Law of Large Numbers and Central Limit Theorem

Law of Large Numbers

The estimation we use in previous chapters is a principle we widely accept: the Law of Large Numbers (LLN), which states that if we observe a random variable many times, and take the average of these observations, the average will converge on a single value, the expectation of the random variable. In other words, averaging tends to smooth out large fluctuations, and the more averaging we do the better the smoothing.

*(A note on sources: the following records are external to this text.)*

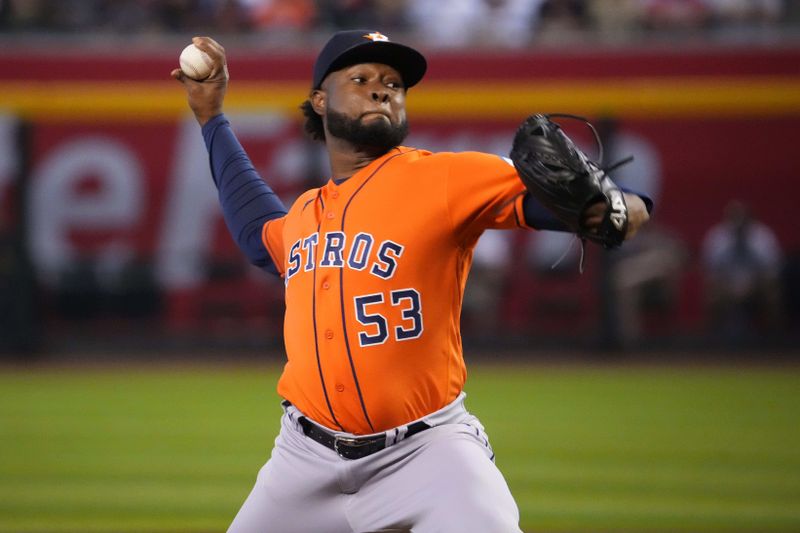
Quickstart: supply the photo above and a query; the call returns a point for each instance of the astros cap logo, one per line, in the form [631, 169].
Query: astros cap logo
[376, 36]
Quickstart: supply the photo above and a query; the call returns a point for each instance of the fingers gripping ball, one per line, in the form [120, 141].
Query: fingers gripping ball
[195, 63]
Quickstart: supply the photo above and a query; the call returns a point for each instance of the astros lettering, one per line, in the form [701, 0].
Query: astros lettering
[338, 251]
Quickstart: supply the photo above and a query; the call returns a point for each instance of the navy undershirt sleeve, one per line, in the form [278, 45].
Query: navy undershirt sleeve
[539, 217]
[247, 201]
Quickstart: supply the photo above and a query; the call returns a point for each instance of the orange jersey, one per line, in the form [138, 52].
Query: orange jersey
[375, 269]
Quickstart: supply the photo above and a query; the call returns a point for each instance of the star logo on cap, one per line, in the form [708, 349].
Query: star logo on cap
[376, 36]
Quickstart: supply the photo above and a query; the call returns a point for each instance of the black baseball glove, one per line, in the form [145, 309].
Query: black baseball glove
[563, 179]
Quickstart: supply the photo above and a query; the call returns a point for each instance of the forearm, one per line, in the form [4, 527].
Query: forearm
[539, 217]
[247, 201]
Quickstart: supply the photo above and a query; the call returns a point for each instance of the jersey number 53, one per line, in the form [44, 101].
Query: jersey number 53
[407, 301]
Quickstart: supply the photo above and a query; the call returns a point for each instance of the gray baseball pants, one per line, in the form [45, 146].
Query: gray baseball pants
[440, 480]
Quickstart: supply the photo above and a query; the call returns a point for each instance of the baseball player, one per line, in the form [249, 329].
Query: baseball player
[375, 435]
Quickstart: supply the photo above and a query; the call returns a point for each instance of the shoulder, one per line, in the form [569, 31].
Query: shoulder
[462, 159]
[304, 200]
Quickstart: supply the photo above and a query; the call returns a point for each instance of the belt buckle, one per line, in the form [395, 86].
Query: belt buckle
[343, 440]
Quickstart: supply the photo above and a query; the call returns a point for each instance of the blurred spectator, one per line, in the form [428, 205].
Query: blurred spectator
[481, 311]
[560, 20]
[281, 14]
[335, 14]
[615, 19]
[455, 23]
[742, 260]
[661, 15]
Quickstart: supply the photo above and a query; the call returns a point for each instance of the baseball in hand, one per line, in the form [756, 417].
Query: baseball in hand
[195, 63]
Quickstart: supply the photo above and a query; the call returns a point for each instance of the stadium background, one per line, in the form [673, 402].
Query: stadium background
[139, 351]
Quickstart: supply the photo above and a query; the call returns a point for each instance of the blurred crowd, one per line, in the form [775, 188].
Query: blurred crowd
[443, 23]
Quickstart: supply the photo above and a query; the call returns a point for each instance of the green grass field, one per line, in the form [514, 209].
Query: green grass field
[583, 448]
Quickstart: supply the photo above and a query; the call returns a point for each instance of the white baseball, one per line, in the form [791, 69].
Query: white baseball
[195, 63]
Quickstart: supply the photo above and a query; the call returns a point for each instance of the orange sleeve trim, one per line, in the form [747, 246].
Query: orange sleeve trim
[264, 239]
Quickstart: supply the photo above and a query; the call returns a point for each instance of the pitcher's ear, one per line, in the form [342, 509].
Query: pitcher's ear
[318, 101]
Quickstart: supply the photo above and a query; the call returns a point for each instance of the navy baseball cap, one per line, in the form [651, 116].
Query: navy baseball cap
[351, 47]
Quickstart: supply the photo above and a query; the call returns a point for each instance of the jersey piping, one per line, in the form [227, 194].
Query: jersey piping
[341, 292]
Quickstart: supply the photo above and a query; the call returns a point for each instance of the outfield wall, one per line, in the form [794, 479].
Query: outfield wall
[118, 170]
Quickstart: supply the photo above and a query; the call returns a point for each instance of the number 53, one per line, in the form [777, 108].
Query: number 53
[408, 300]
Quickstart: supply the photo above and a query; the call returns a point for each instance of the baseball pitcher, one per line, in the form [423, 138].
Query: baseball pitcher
[375, 435]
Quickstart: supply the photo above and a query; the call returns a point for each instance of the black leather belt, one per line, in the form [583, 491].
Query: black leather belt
[353, 448]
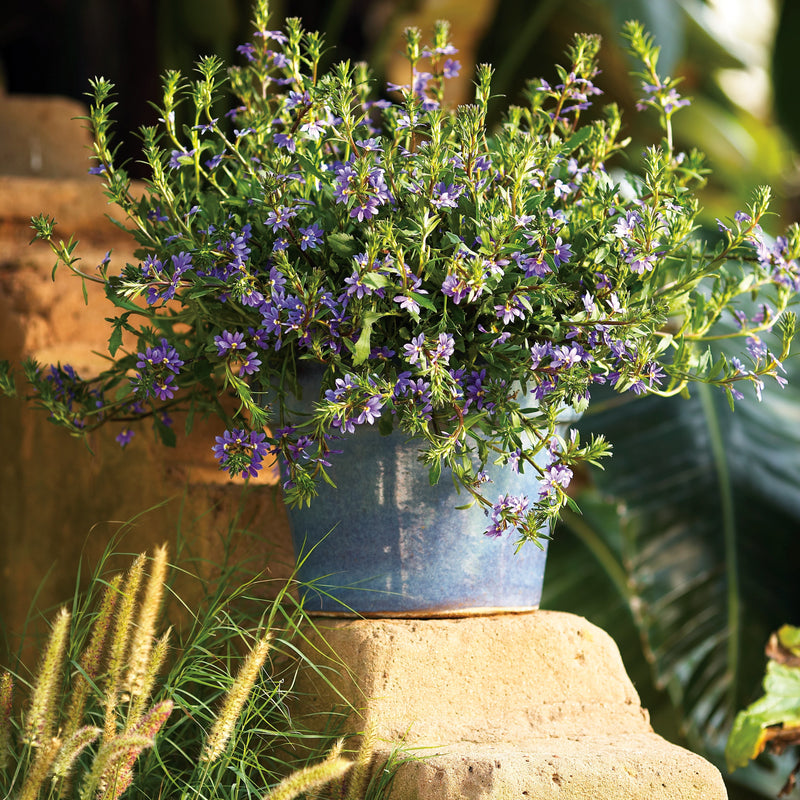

In more mathematical terms,

Let \(X_1, X_2, \cdots\) be a sequence of independent and identically distributed random variables with common finite expectation \(\mathbb{E}[X_i]=\mu,\forall i\). Their partial sums \(S_n=X_1+X_2+\cdots+X_n\) satisfy

\[\mathbb{P}[|\frac{1}{n}S_n-\mu|<\epsilon]\rightarrow1, \text{ as } n \rightarrow\infty\]

for every \(\epsilon>0\), however small.

Proof

Let \(Var(X_i)=\sigma^2\) be the common variance of therandom variables, assuming \(\sigma^2\) is finite (a proof that does not assume this is much more complicated). The LLN is an immediate consequence of Chebyshev’s Inequality; since \(X_1, X_2, \cdots\) are i.i.d. random variables with \(\mathbb{E}[X_i]=\mu\) and \(Var(X_i)=\sigma^2\), we have \(\mathbb{E}[\frac{1}{n}S_n]=\mu\) and \(Var(\frac {1}{n}S_n)=\frac{\sigma^2}{n}\). So by Chebyshev’s Inequality, we have

\[\mathbb{P}[|\frac{1}{n}S_n-\mu|\geq\epsilon]\leq\frac{Var(\frac{1}{n}S_n)}{ \epsilon^2}=\frac{\sigma^2}{n\epsilon^2}\rightarrow 0, \text{ as } n\rightarrow \infty\]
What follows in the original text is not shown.